DNA i-motif formation at neutral pH is driven by kinetic partitioning.

Cytosine-rich DNA regions can form four-stranded structures based on hemi-protonated C.C+ pairs, called i-motifs (iMs). Using CD, UV absorption, NMR spectroscopy, and DSC calorimetry, we show that model (CnT3)3Cn (Cn) sequences adopt iM under neutral or slightly alkaline conditions for n > 3. However, the iMs are formed with long-lasting kinetics under these conditions and melt with significant hysteresis. Sequences with n > 6 melt in two or more separate steps, indicating the presence of different iM species, the proportion of which is dependent on temperature and incubation time. At ambient temperature, kinetically favored iMs of low stability are formed, most likely consisting of short C.C+ blocks. These species act as kinetic traps and prevent the assembly of thermodynamically favored, fully C.C+ paired iMs. A higher temperature is necessary to unfold the kinetic forms and enable their substitution by a slowly developing thermodynamic structure. This complicated kinetic partitioning process considerably slows down iM folding, making it much slower than the timeframes of biological reactions and, therefore, unlikely to have any biological relevance. Our data suggest kinetically driven iM species as more likely to be biologically relevant than thermodynamically most stable iM forms.

G-quadruplex ligands as potent regulators of lysosomes.

Guanine-quadruplex structures (G4) are unusual nucleic acid conformations formed by guanine-rich DNA and RNA sequences and known to control gene expression mechanisms, from transcription to protein synthesis. So far, a number of molecules that recognize G4 have been developed for potential therapeutic applications in human pathologies, including cancer and infectious diseases.
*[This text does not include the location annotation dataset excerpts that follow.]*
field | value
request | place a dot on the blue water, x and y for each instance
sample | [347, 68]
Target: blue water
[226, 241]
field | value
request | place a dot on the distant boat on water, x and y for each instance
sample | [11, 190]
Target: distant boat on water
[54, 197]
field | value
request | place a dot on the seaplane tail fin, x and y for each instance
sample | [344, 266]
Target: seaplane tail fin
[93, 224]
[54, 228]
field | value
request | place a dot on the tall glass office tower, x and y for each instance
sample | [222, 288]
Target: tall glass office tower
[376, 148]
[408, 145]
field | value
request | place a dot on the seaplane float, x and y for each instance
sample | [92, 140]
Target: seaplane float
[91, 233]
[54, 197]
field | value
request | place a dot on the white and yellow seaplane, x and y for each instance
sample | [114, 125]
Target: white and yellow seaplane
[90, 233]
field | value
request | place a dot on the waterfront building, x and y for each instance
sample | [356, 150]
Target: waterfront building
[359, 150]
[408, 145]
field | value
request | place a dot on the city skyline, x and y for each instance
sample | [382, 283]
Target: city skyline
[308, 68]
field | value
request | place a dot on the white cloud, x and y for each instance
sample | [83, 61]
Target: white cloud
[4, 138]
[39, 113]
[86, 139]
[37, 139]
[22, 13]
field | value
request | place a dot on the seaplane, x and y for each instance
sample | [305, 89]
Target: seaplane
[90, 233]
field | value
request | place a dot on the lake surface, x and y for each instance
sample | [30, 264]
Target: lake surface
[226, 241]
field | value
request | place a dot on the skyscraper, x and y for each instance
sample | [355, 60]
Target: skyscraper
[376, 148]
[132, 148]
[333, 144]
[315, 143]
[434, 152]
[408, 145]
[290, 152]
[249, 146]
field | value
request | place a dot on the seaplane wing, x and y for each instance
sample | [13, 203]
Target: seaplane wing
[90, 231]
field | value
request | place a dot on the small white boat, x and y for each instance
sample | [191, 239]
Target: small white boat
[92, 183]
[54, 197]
These molecules are called G4 ligands. When the biological effects of G4 ligands are studied, the analysis is often limited to nucleic acid targets. However, recent evidence indicates that G4 ligands may target other cellular components and compartments such as lysosomes and mitochondria. Here, we summarize our current knowledge of the regulation of lysosome by G4 ligands, underlying their potential functional impact on lysosome biology and autophagic flux, as well as on the transcriptional regulation of lysosomal genes. We outline the consequences of these effects on cell fate decisions and we systematically analyzed G4-prone sequences within the promoter of 435 lysosome-related genes. Finally, we propose some hypotheses about the mechanisms involved in the regulation of lysosomes by G4 ligands.